Modi’s objectives extend far beyond efficiency. Political hegemony is Modi’s goal. He has spent the last four years centralising and consolidating power, and his BJP has gained control of 22 of 29 states, complementing its lower-house majority.

But Modi’s vision of Big Government meeting Big Data has hit snags. Machines meant to authenticate Aadhaar holders have often failed, particularly in rural areas owing to a lack of Internet connectivity or electricity. This has prevented many poor people from claiming their ration supplies.

Making matters worse, the Aadhaar program leaks like a sieve. An investigative journalist at The Tribune newspaper was able to purchase five million ID numbers for a mere INR 500. On a government oil and gas company’s website, anyone with basic technical skills could uncover the names, bank details, and Aadhaar numbers of more than 500 million Indians.

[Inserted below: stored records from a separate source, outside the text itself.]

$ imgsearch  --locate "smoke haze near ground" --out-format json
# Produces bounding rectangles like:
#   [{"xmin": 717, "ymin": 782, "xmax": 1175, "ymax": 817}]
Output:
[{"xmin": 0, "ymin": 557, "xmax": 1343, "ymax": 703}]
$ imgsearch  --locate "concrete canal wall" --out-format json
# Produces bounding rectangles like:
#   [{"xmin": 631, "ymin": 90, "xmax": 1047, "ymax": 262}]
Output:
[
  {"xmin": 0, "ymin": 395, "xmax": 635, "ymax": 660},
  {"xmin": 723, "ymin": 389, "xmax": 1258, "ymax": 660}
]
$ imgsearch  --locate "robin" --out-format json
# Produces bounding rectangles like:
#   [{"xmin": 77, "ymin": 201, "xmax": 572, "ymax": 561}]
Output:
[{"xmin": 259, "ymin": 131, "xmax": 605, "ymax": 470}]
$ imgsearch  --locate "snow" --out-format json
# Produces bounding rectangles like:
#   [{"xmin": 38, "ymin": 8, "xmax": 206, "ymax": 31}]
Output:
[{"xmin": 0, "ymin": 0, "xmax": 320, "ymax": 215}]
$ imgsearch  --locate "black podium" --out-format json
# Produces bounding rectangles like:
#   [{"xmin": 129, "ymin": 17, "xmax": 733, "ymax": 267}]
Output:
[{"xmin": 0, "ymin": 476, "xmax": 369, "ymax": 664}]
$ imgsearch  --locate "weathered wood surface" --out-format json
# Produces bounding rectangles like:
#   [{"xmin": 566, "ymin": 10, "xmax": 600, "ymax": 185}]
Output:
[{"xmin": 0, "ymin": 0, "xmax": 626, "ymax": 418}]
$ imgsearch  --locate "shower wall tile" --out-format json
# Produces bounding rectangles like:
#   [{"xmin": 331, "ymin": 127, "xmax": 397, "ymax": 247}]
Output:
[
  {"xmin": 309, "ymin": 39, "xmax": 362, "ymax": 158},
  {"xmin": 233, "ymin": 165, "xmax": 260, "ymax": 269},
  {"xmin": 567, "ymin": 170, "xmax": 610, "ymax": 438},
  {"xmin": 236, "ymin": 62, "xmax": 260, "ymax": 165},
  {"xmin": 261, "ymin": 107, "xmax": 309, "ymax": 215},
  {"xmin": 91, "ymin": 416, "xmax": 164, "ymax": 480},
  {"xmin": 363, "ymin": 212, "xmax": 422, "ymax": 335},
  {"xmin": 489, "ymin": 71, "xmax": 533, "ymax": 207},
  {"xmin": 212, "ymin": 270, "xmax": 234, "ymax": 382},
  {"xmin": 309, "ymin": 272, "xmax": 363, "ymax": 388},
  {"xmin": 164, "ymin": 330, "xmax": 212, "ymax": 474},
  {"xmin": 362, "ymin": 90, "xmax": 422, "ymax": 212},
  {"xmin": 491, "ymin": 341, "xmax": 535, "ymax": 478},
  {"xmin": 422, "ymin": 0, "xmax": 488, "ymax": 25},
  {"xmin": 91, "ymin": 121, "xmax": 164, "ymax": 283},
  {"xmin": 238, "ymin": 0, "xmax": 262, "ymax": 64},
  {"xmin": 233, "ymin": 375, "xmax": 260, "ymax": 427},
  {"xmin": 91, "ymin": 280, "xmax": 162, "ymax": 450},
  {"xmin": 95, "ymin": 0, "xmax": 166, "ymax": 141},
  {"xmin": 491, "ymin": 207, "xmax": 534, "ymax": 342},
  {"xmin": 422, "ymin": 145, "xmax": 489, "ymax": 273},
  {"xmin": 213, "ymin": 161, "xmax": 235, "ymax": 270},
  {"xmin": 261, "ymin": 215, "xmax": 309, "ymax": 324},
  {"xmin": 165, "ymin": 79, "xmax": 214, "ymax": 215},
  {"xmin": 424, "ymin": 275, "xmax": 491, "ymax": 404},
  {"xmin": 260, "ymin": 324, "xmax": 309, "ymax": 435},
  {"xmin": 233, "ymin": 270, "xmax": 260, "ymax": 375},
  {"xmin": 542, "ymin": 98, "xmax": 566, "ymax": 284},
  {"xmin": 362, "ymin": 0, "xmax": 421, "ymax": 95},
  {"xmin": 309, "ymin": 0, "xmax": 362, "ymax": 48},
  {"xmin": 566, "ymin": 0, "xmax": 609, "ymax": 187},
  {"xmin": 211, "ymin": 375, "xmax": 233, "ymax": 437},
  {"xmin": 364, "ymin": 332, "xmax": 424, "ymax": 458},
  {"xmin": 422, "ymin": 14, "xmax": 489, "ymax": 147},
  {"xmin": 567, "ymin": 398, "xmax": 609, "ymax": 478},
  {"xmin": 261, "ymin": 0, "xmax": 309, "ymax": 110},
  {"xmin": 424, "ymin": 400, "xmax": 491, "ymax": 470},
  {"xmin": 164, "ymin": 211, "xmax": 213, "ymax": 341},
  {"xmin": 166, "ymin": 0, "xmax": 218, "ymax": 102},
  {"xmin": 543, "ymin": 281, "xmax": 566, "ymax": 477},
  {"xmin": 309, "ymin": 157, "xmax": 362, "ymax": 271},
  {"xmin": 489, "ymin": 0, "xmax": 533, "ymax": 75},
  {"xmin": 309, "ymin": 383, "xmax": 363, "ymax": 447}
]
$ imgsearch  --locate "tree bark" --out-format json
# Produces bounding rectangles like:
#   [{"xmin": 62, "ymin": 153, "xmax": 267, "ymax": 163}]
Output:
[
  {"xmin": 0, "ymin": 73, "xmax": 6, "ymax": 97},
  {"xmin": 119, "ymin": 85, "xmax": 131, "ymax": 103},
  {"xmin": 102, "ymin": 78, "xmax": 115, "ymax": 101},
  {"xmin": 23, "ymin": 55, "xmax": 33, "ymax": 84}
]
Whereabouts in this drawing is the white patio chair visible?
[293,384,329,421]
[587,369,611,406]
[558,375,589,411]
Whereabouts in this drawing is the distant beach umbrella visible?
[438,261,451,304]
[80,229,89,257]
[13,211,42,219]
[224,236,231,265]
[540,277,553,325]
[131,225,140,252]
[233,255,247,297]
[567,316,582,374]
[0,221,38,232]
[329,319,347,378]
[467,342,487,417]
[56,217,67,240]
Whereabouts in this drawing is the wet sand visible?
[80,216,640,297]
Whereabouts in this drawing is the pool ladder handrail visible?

Overall, the Aadhaar program leaves participants far more compromised than even, say, the 87 million Facebook users whose personal data were wrongly shared with the political consulting firm Cambridge Analytica. In response, the Modi government has offered only denial, complacency, and concealment.

In 2015, he invited his supporters ‘to receive messages and emails directly from the prime minister’ by downloading and installing the Narendra Modi App on their phones. “No intermediaries, no media, no officials, no red tape,” he promised. The Android version of that app was downloaded more than five million times.

But there was a catch: the data to which Modi’s followers gave the app access – including their photographs, contact lists, and GPS data, as well as their microphones and cameras – were shared with a US firm. The app’s users did not know that this would happen, let alone consent to it. And while the app’s privacy policy has since been changed, that US firm retains the previously acquired data, which it could use for commercial purposes today and for who knows what else tomorrow.

The challenges associated with collecting and protecting data will only intensify in the years to come. It is estimated that 90% of the world’s data have been generated in the last two years alone. In India, that percentage may be even higher, as increasingly ubiquitous 4G services and increasingly cheap Internet-enabled smartphones have enabled millions to get online and offer up personal information.

India will be the land of Big Data. The question is whether it will also be the land of the Big Leak. So far, the country lacks strong data privacy and protection laws. To protect the people who are generating all of that data wealth Modi must follow through on his campaign promise to deliver ‘minimum government, maximum governance’.

Shashi Tharoor, a former Minister of State for External Affairs, is currently an MP for the Indian National Congress. He is the author of Pax Indica: India and the World of the 21st Century.